Access to finance foster entrepreneurial development drive both at start up and expansion stage. Lack of access to appropriate financial support stifle entrepreneurial drive and stagnate entrepreneurial growth initiative (IFC, 2013; Babajide and Taiwo, 2011; Olutula and Obamuyi, 2008). Different financing dimension contribute to failure or success of a business firm. While inadequate financing has been identified as a major contributor to business failure (Bekele and Zekele, 2008), the nature of financing and its timeliness both have significant impact on the success probability of a firm. For most new businesses, the nature and structure of financing not only affects the firm’s ability to seize growth opportunities, but also its ability to attract and retain other resources necessary for its long-term sustainability and profitability.

Early researchers have shown that financial sector promotes investment in productivity enhancing activities through entrepreneurial selection and financial intermediation, King and Levine (1993) drawing from Schumpeterian financial intermediation model and early contributions by Boyd and Prescott (1986) and Diamond (1984) show that even when individuals have equal time and financial endowments but different entrepreneurial skills and abilities, the financial sector by providing evaluation and ranking, allocate fund to promising entrepreneurs only and in the process lower cost of investing in productivity enhancement and thereby stimulate growth.

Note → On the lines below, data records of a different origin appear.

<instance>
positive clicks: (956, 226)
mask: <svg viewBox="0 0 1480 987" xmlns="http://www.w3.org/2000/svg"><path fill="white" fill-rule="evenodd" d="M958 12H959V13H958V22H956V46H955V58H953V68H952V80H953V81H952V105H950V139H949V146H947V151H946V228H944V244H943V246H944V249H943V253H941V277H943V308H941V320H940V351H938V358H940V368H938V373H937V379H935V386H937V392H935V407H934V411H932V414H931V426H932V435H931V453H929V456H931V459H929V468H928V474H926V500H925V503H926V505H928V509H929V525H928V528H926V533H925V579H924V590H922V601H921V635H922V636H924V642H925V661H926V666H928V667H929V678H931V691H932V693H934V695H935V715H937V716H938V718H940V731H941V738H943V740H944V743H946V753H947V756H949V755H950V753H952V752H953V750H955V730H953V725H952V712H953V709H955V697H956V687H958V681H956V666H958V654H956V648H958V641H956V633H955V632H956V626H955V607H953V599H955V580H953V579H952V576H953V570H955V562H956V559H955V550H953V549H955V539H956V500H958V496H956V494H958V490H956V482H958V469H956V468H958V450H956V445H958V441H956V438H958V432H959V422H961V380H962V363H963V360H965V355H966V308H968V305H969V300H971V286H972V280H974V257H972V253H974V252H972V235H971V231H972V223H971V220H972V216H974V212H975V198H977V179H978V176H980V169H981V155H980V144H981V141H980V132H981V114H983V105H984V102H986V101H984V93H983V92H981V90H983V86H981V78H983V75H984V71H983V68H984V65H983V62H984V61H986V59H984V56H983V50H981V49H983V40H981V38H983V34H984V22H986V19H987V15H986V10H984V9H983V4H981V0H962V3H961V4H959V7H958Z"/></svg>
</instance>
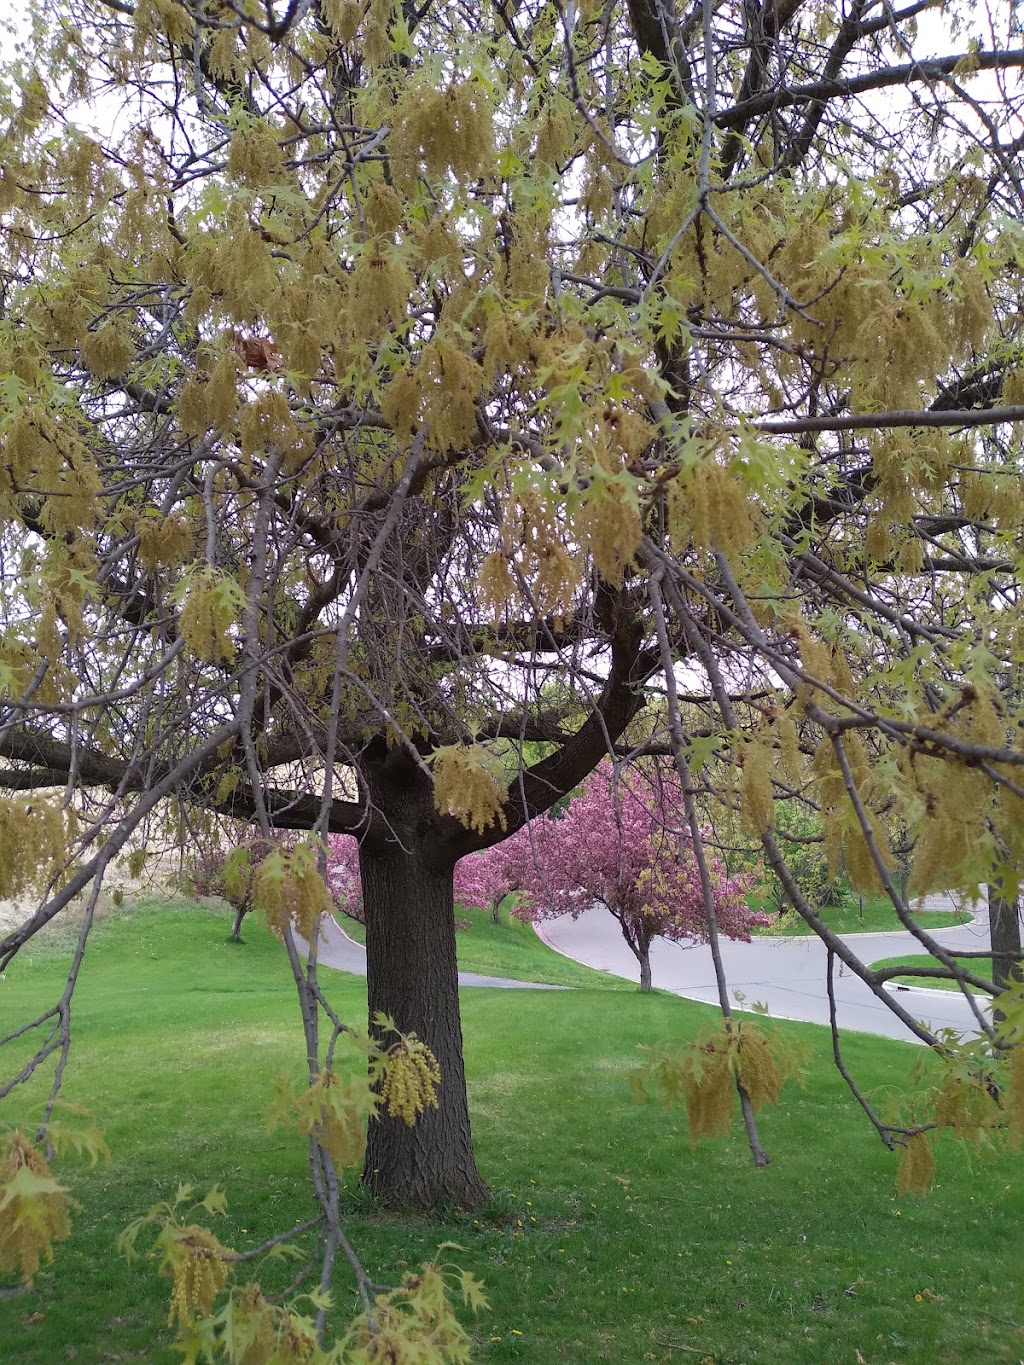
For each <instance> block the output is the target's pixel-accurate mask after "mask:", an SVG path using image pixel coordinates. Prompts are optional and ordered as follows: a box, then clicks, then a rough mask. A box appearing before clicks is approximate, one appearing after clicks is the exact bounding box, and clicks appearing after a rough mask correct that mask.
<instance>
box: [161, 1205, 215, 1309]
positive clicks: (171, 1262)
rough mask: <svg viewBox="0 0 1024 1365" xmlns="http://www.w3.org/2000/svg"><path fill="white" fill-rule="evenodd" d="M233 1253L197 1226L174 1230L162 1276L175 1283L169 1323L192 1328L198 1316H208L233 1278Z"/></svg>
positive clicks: (166, 1245) (167, 1243) (162, 1262)
mask: <svg viewBox="0 0 1024 1365" xmlns="http://www.w3.org/2000/svg"><path fill="white" fill-rule="evenodd" d="M227 1254H231V1253H229V1250H228V1248H227V1246H223V1245H221V1244H220V1242H218V1241H217V1238H216V1237H214V1235H213V1233H210V1230H209V1228H206V1227H199V1226H198V1224H193V1226H190V1227H180V1228H175V1230H173V1235H172V1237H168V1238H167V1241H165V1245H164V1261H162V1264H161V1274H162V1275H165V1276H167V1278H168V1279H169V1280H171V1309H169V1312H168V1317H167V1324H168V1327H173V1324H175V1321H177V1323H179V1324H180V1325H182V1327H190V1325H191V1324H193V1323H194V1321H195V1320H197V1319H198V1317H208V1316H209V1313H210V1310H212V1308H213V1301H214V1299H216V1297H217V1294H220V1291H221V1290H223V1289H224V1286H225V1284H227V1283H228V1279H229V1276H231V1269H229V1265H228V1261H225V1260H224V1259H223V1257H224V1256H227Z"/></svg>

The financial sector through financial intermediation and economies of scale diversify risk and promote innovation. Accessing the right type of finance at the right time is a major task to most entrepreneurs particularly in Sub Sahara Africa. Sub-Sahara African region is confronted with underdeveloped / maladapted financial system characterized by weak institutions, shallow market, credit constraint, large informal market and weak corporate governance (Ojo, 2010). The weakness in the financial system constraint its ability to provide appropriate financial services required for entrepreneurial growth in many Africa countries (Bekele and Zekele, 2008), hence, the need for a more flexible and adaptable financial system. The microfinance operators are familiar with the peculiar challenges of micro-enterprises and their owners. The microfinance system recognizes the inability of the poor to provide tangible collateral, and therefore promotes collateral substitution. Disbursement and repayment of loans are structured to suit credit needs and cash flow patterns of small business operators (Aderibigbe, 2001).